How can I explicitly instantiate a variadic function while calling it ?
The following code doesn't work and the compiler says that it couldn't convert the first parameter to a string &&.
#include <iostream>
using namespace std;
template<typename ... Args>
void variadic( Args &&... args );
int main()
{
string str;
variadic<string &&, string &&>( str, ref( str ) );
}
template<typename ... Args>
void variadic( Args &&... args )
{
((cout << (void*)&args << endl), ...);
}
I have some code where the function object itself is a templated parameter which is invoked with some variadic parameters so that it has to be specialized before. Of course I could use a lambda as this parameter but maybe there's a simpler way.
CodePudding user response:
Let the compiler deduce the arguments, and print them:
#include <iostream>
using namespace std;
template<typename ... Args>
void variadic( Args &&... args );
int main()
{
string str;
variadic( str, ref( str ) );
}
template<typename ... Args>
void variadic( Args &&... args )
{
#ifdef _MSC_VER
std::cout << __FUNCSIG__ << '\n';
#else
std::cout << __PRETTY_FUNCTION__ << '\n';
#endif
((cout << (void*)&args << endl), ...);
}
This gives me:
void variadic(Args &&...) [Args = <std::basic_string<char> &, std::reference_wrapper<std::basic_string<char>>>]
Shorten std::basic_string<char> to std::string, and you get:
variadic<std::string &, std::reference_wrapper<std::string>>( str, ref( str ) );
Why do we see those?
Firstly, when you don't specify template arguments here, args acts as a forwarding reference.

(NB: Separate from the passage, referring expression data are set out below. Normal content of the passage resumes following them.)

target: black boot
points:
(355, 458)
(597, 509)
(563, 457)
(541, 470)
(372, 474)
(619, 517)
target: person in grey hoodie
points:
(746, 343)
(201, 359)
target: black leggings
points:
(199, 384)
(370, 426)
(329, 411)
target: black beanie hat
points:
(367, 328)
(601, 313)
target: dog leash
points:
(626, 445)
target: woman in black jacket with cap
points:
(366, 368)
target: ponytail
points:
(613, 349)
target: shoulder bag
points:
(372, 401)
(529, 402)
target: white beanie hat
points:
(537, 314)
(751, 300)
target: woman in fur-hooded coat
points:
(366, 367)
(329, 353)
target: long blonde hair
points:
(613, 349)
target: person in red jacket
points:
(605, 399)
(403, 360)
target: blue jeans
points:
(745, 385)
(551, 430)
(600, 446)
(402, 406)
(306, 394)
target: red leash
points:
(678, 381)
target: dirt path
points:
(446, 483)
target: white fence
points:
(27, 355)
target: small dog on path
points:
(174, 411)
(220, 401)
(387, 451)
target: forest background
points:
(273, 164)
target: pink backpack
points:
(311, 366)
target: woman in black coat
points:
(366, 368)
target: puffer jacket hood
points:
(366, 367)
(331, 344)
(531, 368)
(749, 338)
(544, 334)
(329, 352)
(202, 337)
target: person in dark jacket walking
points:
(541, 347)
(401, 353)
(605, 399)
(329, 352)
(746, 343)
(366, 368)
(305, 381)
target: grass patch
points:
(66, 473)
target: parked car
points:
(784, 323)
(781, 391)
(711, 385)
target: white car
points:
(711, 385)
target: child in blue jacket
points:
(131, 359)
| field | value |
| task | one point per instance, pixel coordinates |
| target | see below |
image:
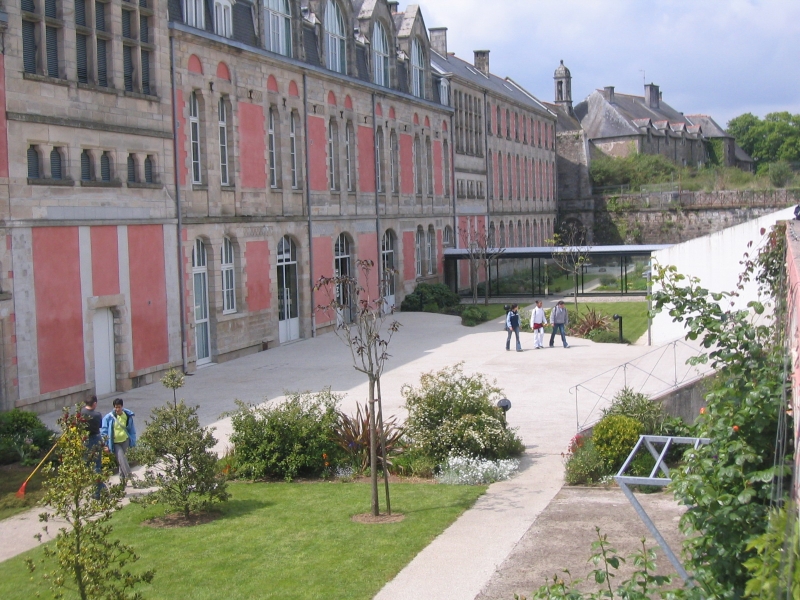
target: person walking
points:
(120, 434)
(559, 319)
(512, 325)
(537, 325)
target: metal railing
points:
(661, 370)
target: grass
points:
(634, 316)
(279, 540)
(11, 478)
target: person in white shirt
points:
(537, 325)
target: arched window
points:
(55, 164)
(228, 277)
(380, 55)
(334, 38)
(417, 69)
(131, 168)
(431, 250)
(278, 27)
(419, 250)
(194, 130)
(223, 143)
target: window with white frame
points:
(380, 55)
(228, 277)
(334, 38)
(194, 13)
(293, 148)
(419, 250)
(223, 24)
(431, 250)
(194, 132)
(333, 154)
(417, 69)
(273, 150)
(223, 143)
(278, 26)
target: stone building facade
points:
(176, 176)
(504, 155)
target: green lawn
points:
(279, 540)
(634, 316)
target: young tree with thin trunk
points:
(481, 250)
(367, 335)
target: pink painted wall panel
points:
(3, 121)
(105, 260)
(438, 188)
(406, 164)
(59, 316)
(148, 295)
(252, 145)
(183, 138)
(258, 275)
(323, 267)
(409, 264)
(317, 154)
(368, 250)
(366, 159)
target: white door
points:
(288, 304)
(201, 326)
(104, 373)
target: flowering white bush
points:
(464, 470)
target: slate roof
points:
(625, 116)
(459, 68)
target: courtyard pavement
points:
(461, 561)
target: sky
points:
(717, 57)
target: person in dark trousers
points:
(119, 432)
(512, 324)
(94, 440)
(559, 319)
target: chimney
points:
(651, 95)
(438, 37)
(482, 61)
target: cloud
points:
(721, 57)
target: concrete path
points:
(460, 562)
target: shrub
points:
(427, 295)
(180, 464)
(352, 435)
(23, 437)
(293, 438)
(638, 406)
(454, 413)
(463, 470)
(588, 322)
(583, 465)
(614, 437)
(473, 315)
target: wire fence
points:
(661, 370)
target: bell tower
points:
(563, 87)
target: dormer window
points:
(279, 27)
(334, 38)
(223, 24)
(380, 55)
(417, 69)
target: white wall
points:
(715, 260)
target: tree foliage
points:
(730, 483)
(176, 451)
(774, 138)
(88, 560)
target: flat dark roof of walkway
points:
(548, 251)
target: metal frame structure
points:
(624, 481)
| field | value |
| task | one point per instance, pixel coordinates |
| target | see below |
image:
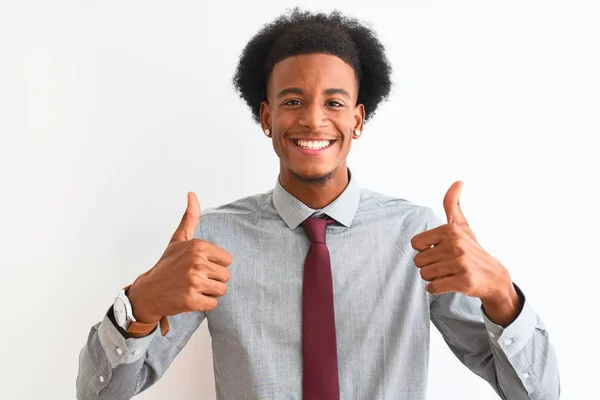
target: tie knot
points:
(315, 228)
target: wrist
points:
(140, 306)
(503, 308)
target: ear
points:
(265, 116)
(359, 120)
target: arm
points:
(114, 367)
(182, 285)
(470, 289)
(518, 360)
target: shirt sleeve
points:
(518, 361)
(114, 367)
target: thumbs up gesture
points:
(451, 260)
(190, 275)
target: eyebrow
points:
(299, 91)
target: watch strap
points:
(138, 329)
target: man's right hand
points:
(190, 275)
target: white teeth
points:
(313, 144)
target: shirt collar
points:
(294, 212)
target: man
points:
(319, 289)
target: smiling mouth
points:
(313, 144)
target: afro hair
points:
(302, 32)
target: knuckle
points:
(199, 245)
(211, 303)
(188, 301)
(226, 275)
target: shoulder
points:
(246, 210)
(244, 206)
(390, 208)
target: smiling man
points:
(320, 289)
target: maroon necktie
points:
(319, 350)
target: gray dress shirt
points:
(382, 312)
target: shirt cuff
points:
(514, 337)
(118, 349)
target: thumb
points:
(189, 221)
(452, 205)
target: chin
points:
(316, 177)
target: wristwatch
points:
(124, 318)
(122, 310)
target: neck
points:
(315, 194)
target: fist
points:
(190, 276)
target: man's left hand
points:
(451, 259)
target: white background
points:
(111, 111)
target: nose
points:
(313, 117)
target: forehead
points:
(312, 72)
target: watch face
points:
(120, 312)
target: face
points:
(312, 115)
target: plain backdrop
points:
(111, 111)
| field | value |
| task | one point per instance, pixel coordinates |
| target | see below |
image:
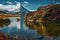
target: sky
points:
(15, 5)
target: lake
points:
(23, 30)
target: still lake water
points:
(26, 31)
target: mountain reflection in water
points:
(4, 22)
(51, 31)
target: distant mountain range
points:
(22, 10)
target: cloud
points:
(25, 2)
(9, 2)
(30, 9)
(10, 7)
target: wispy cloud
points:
(10, 7)
(57, 3)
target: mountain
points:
(22, 10)
(51, 12)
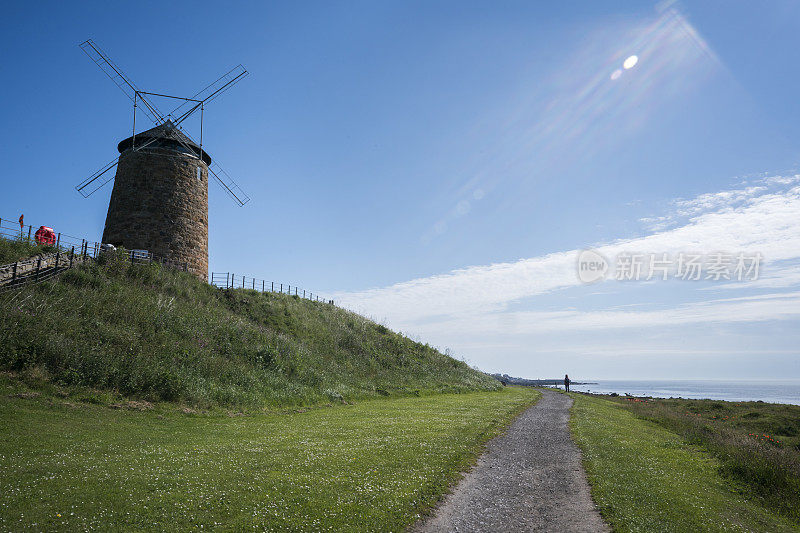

When receiving lvalues, those deduce the underlying template parameter to an lvalue reference, so std::string & instead of std::string (the latter would be used for an rvalue).
Secondly, std::ref() returns std::reference_wrapper<...>, so it's wrong to use std::string directly.
Also: this is not an "explicit instantiation" (that would be template void variadic<...>(...);). You're just specifying template arguments explicitly.
CodePudding user response:
Your explicit template arguments specification is not the issue here.
The problem is that neither str, nor std::ref(str) are std::string R-values (which is what std::string && mentioned in the template instantiation is).
You need to use std::move(str) to make str compatible with the function parameter of type std::string &&:
string str;
variadic<string&&>(std::move(str));
A side note: better to avoid using namespace std - see here Why is "using namespace std;" considered bad practice?.